В такой день он не разглядывал свои руки.
Но в это солнечное утро, полное свежести после недавнего дождя и птичьего щебета над полями, Каин шел к вырубке, которая лежала на расстоянии пяти бросков камнем на север. Он чувствовал, что сегодня не избежать терзаний. Лета страшно кричала, когда он обнимал ее. Он ее мучил. В ней с каждым днем оставалось все меньше и меньше места для него. Место отбирал ребенок. Его ребенок, его сын, сказала Лета. И радость ее при сем была безгранична. Она родит сына, а это позволит ей занять почетное место, какого ее бессыновняя мать так и не заслужила.
Каин умел понимать мысли, но не чувства. Для него ребенок в чреве Леты был узурпатором, даже хуже – напоминанием о случившемся.
Ему опять придется уступить. Он уже однажды стоял на пути – прочь с дороги! Значит, все его заботы, изнурительный труд на полях и в лесу, его цветы теперь уже не в счет? Новое существо умалит значение всего сделанного им, вычеркнет его из сознания близких.
Теперь все завертится вокруг ребенка. «Я уже ненавижу его, не родившегося», – думал Каин, вонзая топор в огромное дерево. Но мысль эта оказалась бессильной, как печаль.
И Каин подумал: «Ненавижу? Для меня это слово слишком сильное. Я, пожалуй, не понимаю, почему ненавижу».
В этот день он часто смотрел на свои работавшие руки. Делая долгие перерывы, разглядывал их.
Крепко сжимал кулаки, разжимал, глядел-Отдавался муке и гнал ее. Но все равно чувствовал одиночество и убожество. Никакая сила не могла с этим справиться.

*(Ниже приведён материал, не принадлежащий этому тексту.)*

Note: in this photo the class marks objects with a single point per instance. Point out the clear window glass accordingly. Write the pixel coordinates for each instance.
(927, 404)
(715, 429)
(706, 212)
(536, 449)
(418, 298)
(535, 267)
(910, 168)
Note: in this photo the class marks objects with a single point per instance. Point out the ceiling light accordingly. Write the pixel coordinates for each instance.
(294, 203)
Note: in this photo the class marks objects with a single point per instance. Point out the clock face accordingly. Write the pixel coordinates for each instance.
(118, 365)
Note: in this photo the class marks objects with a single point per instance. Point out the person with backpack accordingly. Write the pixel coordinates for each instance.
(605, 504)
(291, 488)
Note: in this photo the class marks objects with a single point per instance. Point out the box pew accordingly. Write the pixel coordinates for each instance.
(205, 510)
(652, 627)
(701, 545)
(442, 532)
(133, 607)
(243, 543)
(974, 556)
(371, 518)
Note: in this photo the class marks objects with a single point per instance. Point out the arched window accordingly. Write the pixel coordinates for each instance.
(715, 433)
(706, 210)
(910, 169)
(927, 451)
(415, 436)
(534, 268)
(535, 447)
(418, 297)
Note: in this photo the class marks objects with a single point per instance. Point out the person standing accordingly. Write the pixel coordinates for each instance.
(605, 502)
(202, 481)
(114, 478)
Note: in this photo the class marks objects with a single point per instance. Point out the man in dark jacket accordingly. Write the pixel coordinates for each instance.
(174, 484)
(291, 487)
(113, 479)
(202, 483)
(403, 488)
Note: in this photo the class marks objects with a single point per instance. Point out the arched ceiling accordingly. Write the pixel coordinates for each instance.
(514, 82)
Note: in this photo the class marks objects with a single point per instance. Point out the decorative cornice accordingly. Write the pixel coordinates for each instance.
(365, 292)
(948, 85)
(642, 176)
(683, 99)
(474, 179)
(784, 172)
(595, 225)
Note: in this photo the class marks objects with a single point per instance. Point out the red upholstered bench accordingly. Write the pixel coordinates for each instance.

Вот руки сжимаются на горле брата и исчезают в белой пустоте безвременья.
Каин вспомнил совершенно ясно, как в то давнее жуткое мгновение им овладело чувство освобождения, более захватывающее, чем любое другое ощущение, пережитое до и после.
Он свободен, и никаких мучений, он счастлив, как в момент оргазма.
Свобода длилась более недели; за это время отец на его глазах состарился, а мать не переставая выла, как обезумевшая сука. Да, потребовалось великое деяние, чтобы взволновать их: наконец-то Каин действительно родился и заставил всех его увидеть.
Так он прожил целую неделю, видимый. И все равно недостижимый. Свободный. В мире с самим собой. Реальный. Но потом его настигла печаль. Как и другим, ему отчаянно недоставало Авеля, его младшего, любимого брата. А за печалью последовал страх. И он, как и другие, в леденящем ужасе беспрестанно думал: «Кто же, кто мог сделать это?»
Им снова овладела вечная мука. Сидя на корточках спиной к поваленному дереву, Каин смотрел на руки и думал: «И все же истинным и важным был не страх». А в следующее мгновение его осенило: поступок проявил его суть. Однако это трудно объяснить. И на какое-то мгновение Каин сжал руки, взмолившись: «О ты, Бог Адама!» Но Бог молчал, как всегда. И молитва перешла в слезы. Каин плакал, пока не погрузился в дневной сон.
Проснувшись, он все еще крепко держал сцепленные руки под сердцем, словно хотел сохранить все.
И руки, и боль.
Новые мысли овладели им по дороге домой.
Теперь он знал, почему необходимо отрицать его поступок, почему такого никогда не должно быть.
И это делало поступок реальным. А поступок делал реальным его. Что было невыносимым и для них, и для него.
Источник его боли заключался именно в том, что ни он, ни они не владели истиной. Вот почему никто так его и не разглядел, и сам он никогда не мог себя разглядеть. Правда, один раз смог – когда совершил неосознанно свой страшный и головокружительный поступок.